The test interval for any individual valve shall not exceed 10 years. PWR main steam safety valves shall be tested in accordance with 1-1320.

3.1.3 Licensee's Basis for Requesting Alternative Testing In its letter dated June 1, 2009, and supplemented by letter dated June 18, 2010, the licensee stated, in part, that, During an internal review to verify compliance of testing frequencies for ASME Class 2 and 3 safety relief valves, a scheduling discrepancy was discovered.

- 3 The scheduling for CSP-RV-52 was incorrectly scheduled 48 months after installation instead of 48 months after testing. As a result, the subject valve is required to be tested on or before July 11, 2010, 9 months prior to the next refueling outage (R20). Energy Northwest documented the scheduling discrepancy in the [CGS] corrective action program and performed an extent of condition review that revealed no other relief valve in a similar condition....

Removal and testing of CSP-RV-52 results in 3 inboard vacuum breakers failing open when nitrogen is removed from the valves. This testing is normally performed when CGS is shut down in a mode in which the vacuum breakers are not required to be operable (Mode 4 or 5). At power, the plant would be reliant upon a single valve, the outboard vacuum breakers next to each failed open inboard vacuum breaker, for containment isolation which is considered to be an unnecessary risk to plant personnel and to the health and safety of the public.

Additionally, this action would place the plant in a 72-hour action statement for 3 open vacuum breakers (LCO [limiting condition for operation] 3.6.1.6, Condition A), a time frame that would challenge completing the testing while at power. Based on this, the testing of CSP-RV-52 at power would present an adverse impact on plant operation and may require a plant shutdown to perform testing.

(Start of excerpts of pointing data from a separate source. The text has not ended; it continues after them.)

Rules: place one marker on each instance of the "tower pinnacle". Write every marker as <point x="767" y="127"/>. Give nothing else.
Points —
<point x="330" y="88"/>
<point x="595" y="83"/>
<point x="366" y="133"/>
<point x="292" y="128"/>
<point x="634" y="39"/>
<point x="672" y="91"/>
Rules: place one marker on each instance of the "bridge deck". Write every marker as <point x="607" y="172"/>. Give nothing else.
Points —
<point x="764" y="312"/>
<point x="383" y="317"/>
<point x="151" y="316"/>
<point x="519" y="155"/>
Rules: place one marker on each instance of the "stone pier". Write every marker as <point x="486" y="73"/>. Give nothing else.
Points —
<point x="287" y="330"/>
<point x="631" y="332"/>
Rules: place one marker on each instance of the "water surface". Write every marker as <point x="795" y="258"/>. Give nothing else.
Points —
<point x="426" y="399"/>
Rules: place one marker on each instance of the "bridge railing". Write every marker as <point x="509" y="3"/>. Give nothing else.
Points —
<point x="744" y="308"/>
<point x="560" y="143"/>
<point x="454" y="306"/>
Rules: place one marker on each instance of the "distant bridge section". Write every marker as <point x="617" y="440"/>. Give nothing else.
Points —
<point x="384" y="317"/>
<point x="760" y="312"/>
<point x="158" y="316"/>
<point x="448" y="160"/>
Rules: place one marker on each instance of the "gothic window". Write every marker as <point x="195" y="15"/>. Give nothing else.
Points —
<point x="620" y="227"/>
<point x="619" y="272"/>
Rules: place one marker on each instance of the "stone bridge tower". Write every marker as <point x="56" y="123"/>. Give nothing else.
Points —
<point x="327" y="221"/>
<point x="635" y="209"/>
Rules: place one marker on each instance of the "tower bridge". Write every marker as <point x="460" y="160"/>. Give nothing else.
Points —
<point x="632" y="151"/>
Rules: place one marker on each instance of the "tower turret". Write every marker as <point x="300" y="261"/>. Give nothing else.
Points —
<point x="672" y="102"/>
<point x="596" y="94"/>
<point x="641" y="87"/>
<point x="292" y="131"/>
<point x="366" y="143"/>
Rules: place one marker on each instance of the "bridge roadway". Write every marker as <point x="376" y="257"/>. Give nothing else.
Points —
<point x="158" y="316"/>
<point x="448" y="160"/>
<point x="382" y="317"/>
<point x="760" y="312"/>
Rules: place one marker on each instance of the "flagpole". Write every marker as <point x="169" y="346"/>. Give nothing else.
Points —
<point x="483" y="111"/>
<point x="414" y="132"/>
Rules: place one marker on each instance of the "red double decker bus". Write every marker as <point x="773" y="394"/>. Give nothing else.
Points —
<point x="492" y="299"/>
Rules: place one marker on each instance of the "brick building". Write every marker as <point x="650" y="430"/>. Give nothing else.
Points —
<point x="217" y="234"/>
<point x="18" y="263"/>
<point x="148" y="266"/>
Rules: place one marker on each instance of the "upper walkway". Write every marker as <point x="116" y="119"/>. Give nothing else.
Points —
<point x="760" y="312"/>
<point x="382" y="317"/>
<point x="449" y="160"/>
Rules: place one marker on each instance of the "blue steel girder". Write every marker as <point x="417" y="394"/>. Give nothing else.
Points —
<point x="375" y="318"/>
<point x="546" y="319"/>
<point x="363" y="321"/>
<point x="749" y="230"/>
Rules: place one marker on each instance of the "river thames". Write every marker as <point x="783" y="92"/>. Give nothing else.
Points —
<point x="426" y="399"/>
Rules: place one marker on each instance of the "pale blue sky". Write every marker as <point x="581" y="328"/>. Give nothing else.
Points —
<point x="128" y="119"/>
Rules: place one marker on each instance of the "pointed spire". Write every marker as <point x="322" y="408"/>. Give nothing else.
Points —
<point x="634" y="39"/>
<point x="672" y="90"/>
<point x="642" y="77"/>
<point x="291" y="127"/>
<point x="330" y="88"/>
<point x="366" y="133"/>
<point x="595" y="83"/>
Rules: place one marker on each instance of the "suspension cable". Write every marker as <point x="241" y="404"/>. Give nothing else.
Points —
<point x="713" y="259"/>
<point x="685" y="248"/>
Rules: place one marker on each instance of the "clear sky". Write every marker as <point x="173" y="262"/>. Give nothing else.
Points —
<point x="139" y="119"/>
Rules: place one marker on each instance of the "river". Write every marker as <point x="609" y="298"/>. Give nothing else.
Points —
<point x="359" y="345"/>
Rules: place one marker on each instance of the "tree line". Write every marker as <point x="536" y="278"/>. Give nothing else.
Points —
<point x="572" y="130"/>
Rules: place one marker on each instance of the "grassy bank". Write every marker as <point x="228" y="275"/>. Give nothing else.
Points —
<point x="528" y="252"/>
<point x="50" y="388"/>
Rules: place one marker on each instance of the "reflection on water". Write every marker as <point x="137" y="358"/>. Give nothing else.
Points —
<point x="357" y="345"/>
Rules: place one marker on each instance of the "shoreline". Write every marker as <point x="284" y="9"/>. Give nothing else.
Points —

In May 1996 and May 2003, [the valve] was removed from service and bench tested. On both occasions, it passed the as-found test requirement and the valve was re-installed without any repairs. In June 2007, the relief valve was again removed and tested. The valve passed the visual inspection and the set point test, but failed the as-found leakage test (60 bubbles/min vs 20 bubbles/min). It was disassembled for repair and the disc dimensions were found to be undersized. At that point, the relief valve was replaced with the Crosby OMNI Model 9511817D rather than perform repair to the Lonergan Model LCT-13 relief valve.

When removed in May 1996, May 2003, and June 2007, the Lonergan valve was found in good condition both externally and internally. There was no accumulation of corrosion materials within the valve cavity.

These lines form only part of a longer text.